Publication
Our identities are composed of multiple categories—such as ethnicity, gender, and socioeconomic status—that shape our social networks through group-based connection preferences.
As most research focuses on one-dimensional interactions, a fundamental question remains: How do individuals integrate multidimensional identity information when forming social ties?
Addressing this question is crucial for understanding social dynamics, mitigating segregation, and designing integration-promoting interventions.
Here, we develop a principled theoretical framework to model multidimensional social interactions. Using Bayesian model selection, we compare competing preference aggregation mechanisms in two empirical systems (high-school friendship networks and marriages) and find that a simple latent preference model outperforms more complex alternatives: people evaluate each identity dimension independently and form ties mainly when all evaluations are favorable.

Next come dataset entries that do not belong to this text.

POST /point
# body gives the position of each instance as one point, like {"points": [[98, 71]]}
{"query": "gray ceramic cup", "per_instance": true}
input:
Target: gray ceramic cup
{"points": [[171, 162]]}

The model yields interpretable preference estimates and principled measures of dimension salience, providing a practical tool for analyzing social choices and identifying which aspects of identity matter most for tie formation.
Our work reveals how social structures emerge from intersecting identities, with broad implications for understanding social cohesion and addressing intersectional inequalities in networks.
S. Martin-Gutierrez, M.N. Cartier van Dissel, F. Karimi, A simple preference aggregation rule explains how multidimensional identities shape social networks, Communication Physics (2026).